Taipei (AFP) – At the edge of a bustling shopping district, Taiwan’s graffiti artists are finding a safe haven for their art at a revitalised park.
More parts of the island have welcomed legal graffiti zones as Taiwan seeks to cast itself as a hub for creativity and design.
One of the best known is the Taipei Cinema Park, just blocks away from the neon-lit Ximending district — the heart of youth culture in the capital.
Adorning walls around the plaza and along the surrounding alleyways, colourful murals have transformed a once derelict area into a beguiling visitor attraction.
Not only is graffiti in the zone sanctioned by authorities, artists can also rest assured their artwork will be seen and respected, said Jimmy Cheng, who manages the graffiti space.
“There are a lot of different types of graffiti. Some are worth preserving,” he told AFP.
“If there’s no management of a space, then good artwork will get covered up.
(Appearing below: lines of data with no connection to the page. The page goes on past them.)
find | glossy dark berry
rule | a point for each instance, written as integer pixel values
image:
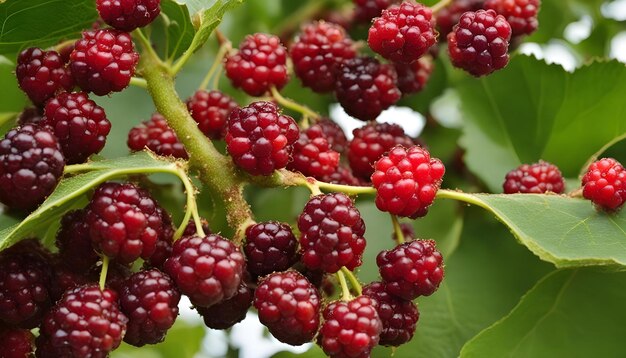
(399, 317)
(605, 184)
(41, 74)
(80, 125)
(31, 165)
(86, 322)
(270, 246)
(365, 87)
(406, 181)
(313, 155)
(350, 328)
(128, 15)
(74, 244)
(24, 281)
(260, 139)
(289, 305)
(156, 135)
(479, 43)
(164, 244)
(332, 233)
(370, 143)
(211, 110)
(16, 343)
(30, 115)
(103, 61)
(521, 14)
(534, 178)
(449, 16)
(124, 222)
(366, 10)
(150, 301)
(229, 312)
(334, 134)
(317, 53)
(411, 269)
(403, 33)
(412, 78)
(260, 63)
(207, 269)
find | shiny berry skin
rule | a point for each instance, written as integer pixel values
(24, 281)
(30, 115)
(370, 143)
(366, 10)
(86, 322)
(270, 246)
(350, 328)
(124, 222)
(127, 15)
(479, 43)
(403, 33)
(312, 154)
(80, 125)
(537, 178)
(16, 343)
(521, 14)
(399, 317)
(411, 269)
(164, 244)
(605, 184)
(150, 301)
(332, 233)
(412, 78)
(260, 63)
(365, 87)
(74, 244)
(343, 176)
(260, 139)
(41, 74)
(450, 15)
(210, 109)
(289, 305)
(207, 269)
(156, 135)
(103, 61)
(406, 181)
(334, 134)
(31, 165)
(229, 312)
(317, 53)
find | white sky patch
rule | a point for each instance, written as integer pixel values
(411, 121)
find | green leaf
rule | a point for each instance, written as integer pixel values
(179, 27)
(564, 231)
(532, 110)
(208, 20)
(42, 22)
(71, 189)
(570, 313)
(477, 290)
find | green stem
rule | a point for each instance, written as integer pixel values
(440, 5)
(353, 280)
(397, 229)
(138, 82)
(287, 103)
(346, 296)
(192, 207)
(224, 48)
(103, 271)
(216, 170)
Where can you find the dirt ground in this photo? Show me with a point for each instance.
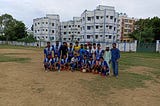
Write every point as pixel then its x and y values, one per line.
pixel 26 84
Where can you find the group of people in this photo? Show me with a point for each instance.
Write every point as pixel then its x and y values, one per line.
pixel 84 57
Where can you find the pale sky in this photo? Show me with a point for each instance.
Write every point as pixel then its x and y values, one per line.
pixel 27 10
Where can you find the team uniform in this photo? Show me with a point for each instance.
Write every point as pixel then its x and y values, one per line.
pixel 64 64
pixel 48 63
pixel 48 51
pixel 56 63
pixel 104 69
pixel 70 53
pixel 74 63
pixel 56 49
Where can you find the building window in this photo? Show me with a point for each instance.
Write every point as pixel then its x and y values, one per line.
pixel 115 20
pixel 97 26
pixel 89 18
pixel 88 27
pixel 97 17
pixel 96 36
pixel 111 17
pixel 88 36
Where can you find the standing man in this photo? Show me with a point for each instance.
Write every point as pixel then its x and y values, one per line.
pixel 107 57
pixel 56 49
pixel 115 56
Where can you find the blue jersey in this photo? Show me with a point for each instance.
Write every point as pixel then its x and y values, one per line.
pixel 48 51
pixel 55 60
pixel 56 49
pixel 70 52
pixel 91 63
pixel 115 54
pixel 64 61
pixel 103 64
pixel 90 53
pixel 81 52
pixel 47 60
pixel 98 53
pixel 84 61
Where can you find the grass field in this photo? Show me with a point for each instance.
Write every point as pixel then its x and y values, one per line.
pixel 22 77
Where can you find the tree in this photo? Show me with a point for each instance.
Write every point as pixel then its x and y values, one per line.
pixel 12 29
pixel 147 30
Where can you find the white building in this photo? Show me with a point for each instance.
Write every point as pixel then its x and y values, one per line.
pixel 47 28
pixel 126 26
pixel 100 25
pixel 71 30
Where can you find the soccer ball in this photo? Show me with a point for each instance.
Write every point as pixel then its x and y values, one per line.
pixel 84 70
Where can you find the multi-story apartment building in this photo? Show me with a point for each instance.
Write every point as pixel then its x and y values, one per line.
pixel 125 27
pixel 99 25
pixel 47 28
pixel 71 30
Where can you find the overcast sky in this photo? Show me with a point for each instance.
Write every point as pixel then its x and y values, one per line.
pixel 27 10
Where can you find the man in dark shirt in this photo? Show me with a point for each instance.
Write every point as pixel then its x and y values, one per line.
pixel 64 50
pixel 115 56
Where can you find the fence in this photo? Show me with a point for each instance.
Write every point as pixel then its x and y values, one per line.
pixel 123 46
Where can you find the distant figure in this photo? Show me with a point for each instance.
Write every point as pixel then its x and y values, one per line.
pixel 115 56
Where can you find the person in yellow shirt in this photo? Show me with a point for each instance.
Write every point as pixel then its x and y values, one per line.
pixel 77 47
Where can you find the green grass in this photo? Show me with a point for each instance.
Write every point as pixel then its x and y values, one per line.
pixel 127 80
pixel 151 60
pixel 5 58
pixel 19 47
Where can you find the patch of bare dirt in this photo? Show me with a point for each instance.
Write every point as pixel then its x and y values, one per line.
pixel 28 85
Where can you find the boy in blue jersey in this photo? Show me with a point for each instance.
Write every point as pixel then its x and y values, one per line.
pixel 48 63
pixel 99 52
pixel 91 64
pixel 104 69
pixel 115 56
pixel 48 51
pixel 57 48
pixel 64 63
pixel 84 63
pixel 56 63
pixel 90 51
pixel 81 51
pixel 70 52
pixel 74 63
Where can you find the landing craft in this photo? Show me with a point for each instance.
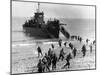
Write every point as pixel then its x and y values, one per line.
pixel 36 27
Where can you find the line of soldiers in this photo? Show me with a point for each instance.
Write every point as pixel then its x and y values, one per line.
pixel 50 59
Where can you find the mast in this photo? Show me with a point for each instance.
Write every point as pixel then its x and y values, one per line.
pixel 38 7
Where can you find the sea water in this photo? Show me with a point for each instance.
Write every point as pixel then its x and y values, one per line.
pixel 81 27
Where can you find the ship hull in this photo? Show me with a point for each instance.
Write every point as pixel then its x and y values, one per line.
pixel 37 33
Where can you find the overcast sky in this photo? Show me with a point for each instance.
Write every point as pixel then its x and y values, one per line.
pixel 27 9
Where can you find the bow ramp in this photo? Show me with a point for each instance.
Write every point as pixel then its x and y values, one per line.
pixel 64 32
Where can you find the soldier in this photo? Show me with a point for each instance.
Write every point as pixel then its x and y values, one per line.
pixel 68 60
pixel 74 52
pixel 47 62
pixel 70 45
pixel 84 50
pixel 90 48
pixel 54 61
pixel 80 39
pixel 52 46
pixel 39 51
pixel 40 66
pixel 65 44
pixel 61 55
pixel 87 40
pixel 49 52
pixel 60 42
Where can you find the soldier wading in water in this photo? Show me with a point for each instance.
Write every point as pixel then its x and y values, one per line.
pixel 39 51
pixel 68 60
pixel 61 55
pixel 84 50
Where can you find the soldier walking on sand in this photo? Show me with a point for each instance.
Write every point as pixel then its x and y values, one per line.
pixel 71 45
pixel 84 50
pixel 54 61
pixel 61 55
pixel 65 44
pixel 87 40
pixel 47 62
pixel 68 60
pixel 39 51
pixel 74 52
pixel 40 66
pixel 60 42
pixel 52 46
pixel 90 48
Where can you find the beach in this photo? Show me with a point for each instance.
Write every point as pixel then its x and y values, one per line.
pixel 25 56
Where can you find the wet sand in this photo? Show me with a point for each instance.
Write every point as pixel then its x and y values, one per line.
pixel 25 59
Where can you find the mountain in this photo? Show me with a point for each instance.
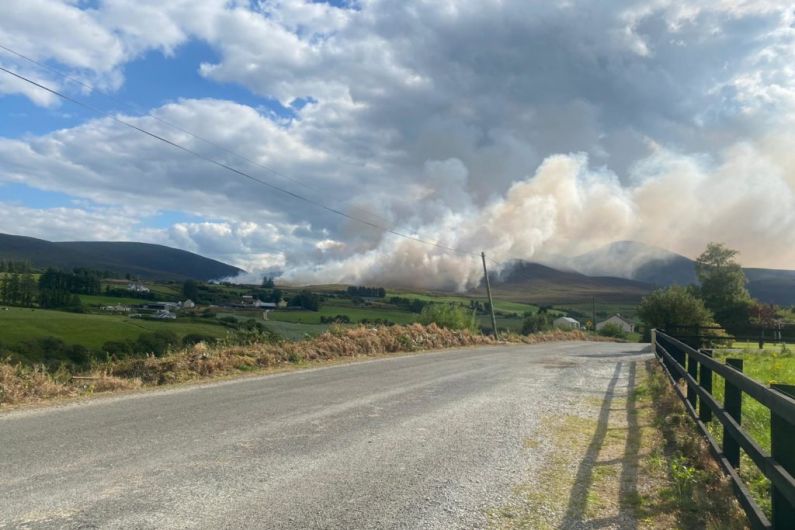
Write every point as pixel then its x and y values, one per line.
pixel 143 260
pixel 637 261
pixel 644 263
pixel 529 282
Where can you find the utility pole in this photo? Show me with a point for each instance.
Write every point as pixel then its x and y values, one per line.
pixel 488 292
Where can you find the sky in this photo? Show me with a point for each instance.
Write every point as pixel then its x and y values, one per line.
pixel 525 129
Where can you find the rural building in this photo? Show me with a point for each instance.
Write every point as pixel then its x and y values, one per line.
pixel 160 306
pixel 625 325
pixel 118 308
pixel 137 287
pixel 565 323
pixel 249 302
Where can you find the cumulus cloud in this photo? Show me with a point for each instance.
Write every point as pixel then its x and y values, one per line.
pixel 525 129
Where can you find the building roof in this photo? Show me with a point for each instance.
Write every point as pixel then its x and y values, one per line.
pixel 620 318
pixel 566 319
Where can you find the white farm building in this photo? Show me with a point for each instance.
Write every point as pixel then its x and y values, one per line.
pixel 625 325
pixel 565 323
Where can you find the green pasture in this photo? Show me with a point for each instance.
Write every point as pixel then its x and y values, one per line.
pixel 499 305
pixel 18 325
pixel 100 300
pixel 338 308
pixel 767 366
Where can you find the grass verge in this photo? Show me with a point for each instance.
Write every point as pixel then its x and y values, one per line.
pixel 21 384
pixel 639 465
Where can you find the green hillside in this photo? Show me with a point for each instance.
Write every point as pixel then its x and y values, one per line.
pixel 142 260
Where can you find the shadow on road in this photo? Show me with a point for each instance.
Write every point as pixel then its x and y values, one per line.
pixel 583 492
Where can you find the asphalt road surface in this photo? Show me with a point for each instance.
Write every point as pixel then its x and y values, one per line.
pixel 425 441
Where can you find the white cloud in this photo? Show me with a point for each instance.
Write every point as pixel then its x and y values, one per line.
pixel 454 121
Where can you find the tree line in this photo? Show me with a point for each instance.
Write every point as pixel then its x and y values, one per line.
pixel 15 266
pixel 720 298
pixel 366 292
pixel 54 288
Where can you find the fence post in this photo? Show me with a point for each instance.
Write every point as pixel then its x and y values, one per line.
pixel 732 403
pixel 782 440
pixel 692 370
pixel 705 381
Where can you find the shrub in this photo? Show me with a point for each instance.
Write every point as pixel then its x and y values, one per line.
pixel 612 330
pixel 534 323
pixel 117 348
pixel 449 316
pixel 158 342
pixel 194 338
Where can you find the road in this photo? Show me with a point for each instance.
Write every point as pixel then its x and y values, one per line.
pixel 422 441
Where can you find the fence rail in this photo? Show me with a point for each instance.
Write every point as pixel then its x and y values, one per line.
pixel 697 368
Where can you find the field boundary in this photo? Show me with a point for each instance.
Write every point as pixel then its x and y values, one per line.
pixel 696 368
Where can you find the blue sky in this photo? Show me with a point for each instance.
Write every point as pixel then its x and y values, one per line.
pixel 529 130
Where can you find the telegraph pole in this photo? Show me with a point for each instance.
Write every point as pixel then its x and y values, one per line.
pixel 488 292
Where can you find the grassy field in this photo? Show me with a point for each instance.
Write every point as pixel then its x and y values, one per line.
pixel 341 308
pixel 20 324
pixel 768 366
pixel 499 305
pixel 100 300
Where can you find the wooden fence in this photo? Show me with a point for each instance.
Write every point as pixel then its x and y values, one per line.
pixel 697 369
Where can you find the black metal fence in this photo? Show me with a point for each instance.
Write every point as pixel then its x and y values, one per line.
pixel 698 336
pixel 697 369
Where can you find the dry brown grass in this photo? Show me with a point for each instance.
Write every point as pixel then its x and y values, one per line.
pixel 19 384
pixel 639 466
pixel 712 503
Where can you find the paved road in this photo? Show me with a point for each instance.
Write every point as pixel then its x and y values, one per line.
pixel 426 441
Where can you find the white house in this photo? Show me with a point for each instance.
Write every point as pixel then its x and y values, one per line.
pixel 137 287
pixel 565 323
pixel 625 325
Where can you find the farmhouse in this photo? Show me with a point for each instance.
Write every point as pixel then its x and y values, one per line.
pixel 565 323
pixel 617 320
pixel 137 287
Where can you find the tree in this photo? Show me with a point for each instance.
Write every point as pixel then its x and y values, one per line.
pixel 452 316
pixel 190 289
pixel 306 300
pixel 533 323
pixel 674 305
pixel 723 285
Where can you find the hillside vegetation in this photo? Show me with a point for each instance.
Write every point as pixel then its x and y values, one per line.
pixel 143 260
pixel 23 384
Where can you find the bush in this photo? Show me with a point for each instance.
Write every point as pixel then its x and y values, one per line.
pixel 612 330
pixel 336 319
pixel 535 323
pixel 449 316
pixel 194 338
pixel 158 342
pixel 673 306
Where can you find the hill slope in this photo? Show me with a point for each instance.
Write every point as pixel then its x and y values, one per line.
pixel 637 261
pixel 139 259
pixel 534 283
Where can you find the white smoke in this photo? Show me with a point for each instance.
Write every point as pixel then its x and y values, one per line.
pixel 566 207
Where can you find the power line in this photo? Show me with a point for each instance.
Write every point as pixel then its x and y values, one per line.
pixel 235 170
pixel 138 109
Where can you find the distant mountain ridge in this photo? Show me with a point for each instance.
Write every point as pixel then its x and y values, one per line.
pixel 524 281
pixel 143 260
pixel 645 263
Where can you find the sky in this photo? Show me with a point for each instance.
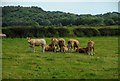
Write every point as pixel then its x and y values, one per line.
pixel 72 6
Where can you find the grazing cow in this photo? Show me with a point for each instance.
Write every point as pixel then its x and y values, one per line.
pixel 49 47
pixel 54 41
pixel 61 43
pixel 82 50
pixel 2 35
pixel 65 48
pixel 37 42
pixel 73 44
pixel 90 46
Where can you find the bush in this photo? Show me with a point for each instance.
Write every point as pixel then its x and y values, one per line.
pixel 80 32
pixel 63 32
pixel 109 32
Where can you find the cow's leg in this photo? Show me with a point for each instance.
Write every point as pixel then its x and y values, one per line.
pixel 33 46
pixel 43 48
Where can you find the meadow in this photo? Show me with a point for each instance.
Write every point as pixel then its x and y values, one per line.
pixel 19 62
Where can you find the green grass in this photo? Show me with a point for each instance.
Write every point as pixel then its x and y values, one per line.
pixel 20 63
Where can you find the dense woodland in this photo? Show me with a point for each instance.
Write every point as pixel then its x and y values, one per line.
pixel 18 21
pixel 27 16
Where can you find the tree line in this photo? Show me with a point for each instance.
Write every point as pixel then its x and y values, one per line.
pixel 36 16
pixel 59 32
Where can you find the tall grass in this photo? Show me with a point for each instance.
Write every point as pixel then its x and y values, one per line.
pixel 21 63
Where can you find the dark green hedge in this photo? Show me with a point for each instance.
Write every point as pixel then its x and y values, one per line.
pixel 59 32
pixel 36 32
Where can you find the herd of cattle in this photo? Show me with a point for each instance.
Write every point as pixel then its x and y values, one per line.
pixel 59 45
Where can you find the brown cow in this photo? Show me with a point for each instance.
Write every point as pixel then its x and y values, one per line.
pixel 73 44
pixel 90 46
pixel 61 43
pixel 37 42
pixel 82 50
pixel 49 47
pixel 54 41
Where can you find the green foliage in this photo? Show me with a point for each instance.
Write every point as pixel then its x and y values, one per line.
pixel 80 32
pixel 27 16
pixel 20 63
pixel 59 32
pixel 109 32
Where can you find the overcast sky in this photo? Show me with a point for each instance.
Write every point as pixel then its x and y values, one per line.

I think that’s a shame,” said Cheng, himself a former graffiti artist.
Artists are required to show their portfolio before they are allowed to spray on the park’s walls.
Cheng said that proper curation of the park’s walls helped to prevent arguments between rival artists.
“If no one manages it, then it’s a constant battle of ‘I’ll cover yours if you cover mine’,” he said.
The Taipei Cinema Park also hosts events such as street dance and tattooing, and regularly invites international artists to spray on its walls.
Graffiti also abounds along Taipei’s riverside, where elaborate pieces can often be spotted under bridges and on dike walls.